11 settembre in moschea

Un invito rivolto ai cristiani perché si ricordi la tragedia delle Torri gemelle nei luoghi di culto musulmani. Un modo per dire "no" al terrorismo
Chiese e moschee © Michele Zanzucchi 2015

Dopo l'uccisione di padre Jacques Hamel vicino a Rouen, da parte di due ragazzetti disadattati che si richiamavano al Daesh, le porte di tante chiese nel mondo si sono aperte per far entrare fedeli islamici alla messa dell'ultima domenica di luglio. Solo in Italia sembra che 23 mila musulmani abbiano aderito all'invito. Le cronache hanno raccontato di momenti di fraternità visibile e sentita tra fedeli di religioni diverse. Non pochi musulmani per la prima volta entravano in una chiesa, e non pochi cristiani hanno visto entrare nbei banchi della loro parrocchia donne velate e uomini barbuti. Altri, già abituati agli "scambi di cortesie", hanno gioito per una iniziativa che testimoniava non solo solidarietà ma anche e soprattutto la convinzione ribadita più volte da papa Francesco: «Il mondo è in guerra, non di religione ma per il potere».

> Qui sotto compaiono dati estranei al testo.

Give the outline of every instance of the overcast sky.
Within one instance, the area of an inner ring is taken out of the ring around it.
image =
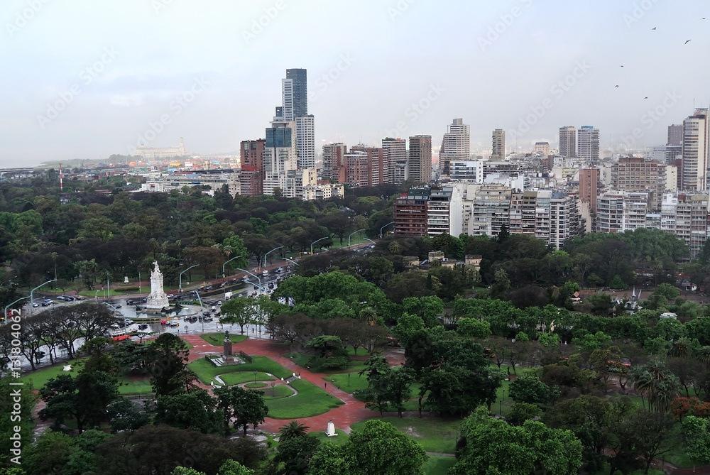
[[[471,125],[474,150],[490,148],[493,129],[507,131],[508,151],[555,147],[570,125],[598,127],[602,149],[643,148],[710,102],[701,0],[3,7],[0,166],[94,160],[181,136],[192,153],[236,153],[264,136],[290,67],[308,70],[319,150],[424,133],[436,151],[454,117]]]

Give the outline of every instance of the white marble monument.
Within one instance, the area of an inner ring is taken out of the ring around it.
[[[329,437],[337,437],[337,433],[335,432],[335,424],[333,424],[332,420],[328,421],[328,430],[325,432],[325,435]]]
[[[160,312],[163,308],[170,307],[168,295],[163,290],[163,273],[158,266],[158,261],[153,261],[155,269],[151,272],[151,295],[146,302],[146,310],[148,312]]]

Ora un migliaio di comunità musulmane hanno aderito all'iniziativa "Cristiani in moschea" lanciata nelle settimane scorse dalla Comunità del mondo arabo in Italia (Co-mai) e dal movimento "Uniti per unire", dei quali è presidente Foad Aodi, medico italiano di origine palestinese. Verranno aperte le porte delle moschee ai cristiani l'11 settembre, quindicesimo anniversario delle Torri gemelle, e il 12 settembre, festa musulmana del sacrificio. Al di là delle sigle in campo, dovrebbe diventare normalità la reciproca frequentazione. Come già avviene in tante città europee.